Sie werden von einem enthusiastischen Publikum
geschätzt, als handle es sich um exquisiten Roquefortkäse.”
Das Unglaublichste zum Schluss: Ist der Witz ein Beweis?
Ist der Beweis ein Witz? Ein ruhiger kleiner Mann
steht vor Gericht. Der Richter wirft einen Blick zu dem Mann
hinunter und dann auf die Anklage und wieder mit
Erstaunen dann hinunter zu dem kleinen Mann.
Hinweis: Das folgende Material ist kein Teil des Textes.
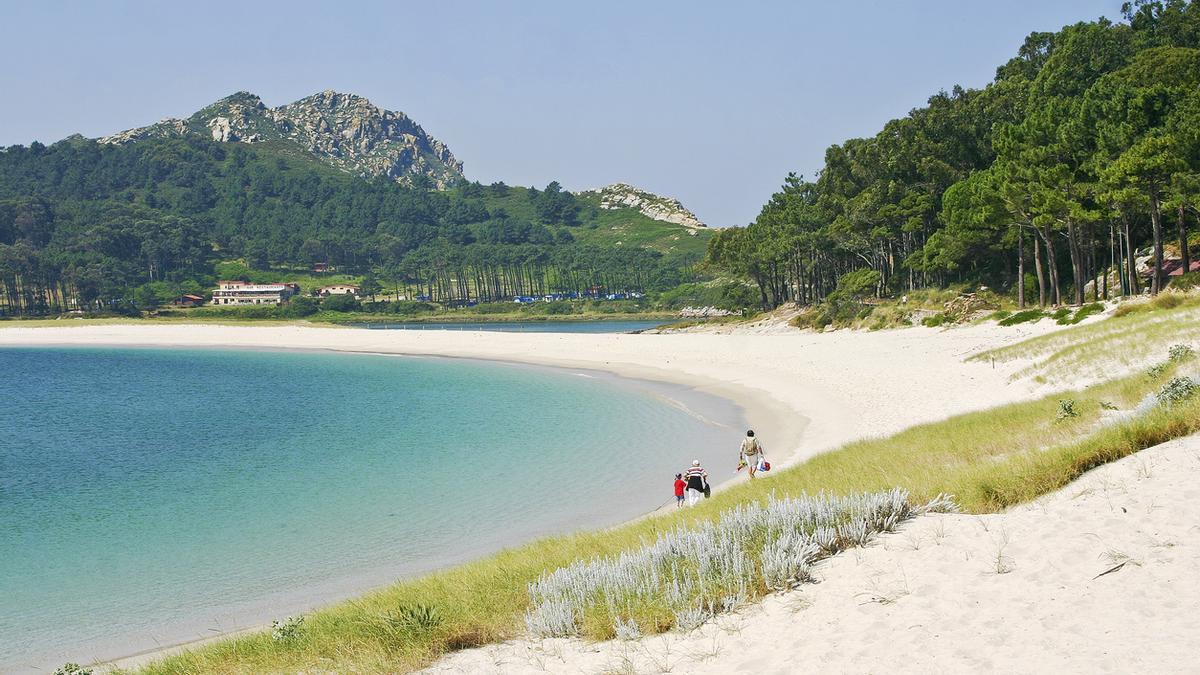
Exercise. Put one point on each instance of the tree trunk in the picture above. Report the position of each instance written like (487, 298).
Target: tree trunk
(1051, 266)
(1185, 258)
(1131, 270)
(1042, 276)
(1156, 220)
(1077, 262)
(1020, 266)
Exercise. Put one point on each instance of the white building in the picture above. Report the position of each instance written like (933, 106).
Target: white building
(243, 293)
(339, 290)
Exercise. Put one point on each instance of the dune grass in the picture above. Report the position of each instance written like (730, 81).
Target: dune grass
(988, 460)
(1138, 333)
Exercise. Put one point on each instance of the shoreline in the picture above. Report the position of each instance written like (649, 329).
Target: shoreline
(769, 399)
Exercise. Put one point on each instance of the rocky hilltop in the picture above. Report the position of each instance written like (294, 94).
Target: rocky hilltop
(666, 209)
(346, 130)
„Können Sie mir in ihren eigenen Worten sagen, was
passiert ist?”, fragt der Richter. „Ich bin ein Mathematiker, der
mit der Natur des Beweises befasst ist”, sagt der Mann.
„Ja, fahren Sie fort”, sagt der Richter verwundert.
„Tja, ich war in der Bibliothek und fand die Bücher, die ich
wollte, und wollte sie mitnehmen. Sie sagten mir, mein Bibliotheksausweis wäre abgelaufen und ich müsste mir einen
neuen holen gehen.
Ich ging also zum Registrierungsbüro und stellte mich dort an.
Ich füllte meine Formulare für eine neue Karte aus und
stellte mich an für meine Karte.” „Ja, fahren Sie fort”, sagt der
Richter. „Und er fragte, ‚Können Sie beweisen,
dass Sie aus New York City sind?’ Da hab ich ihn erstochen.”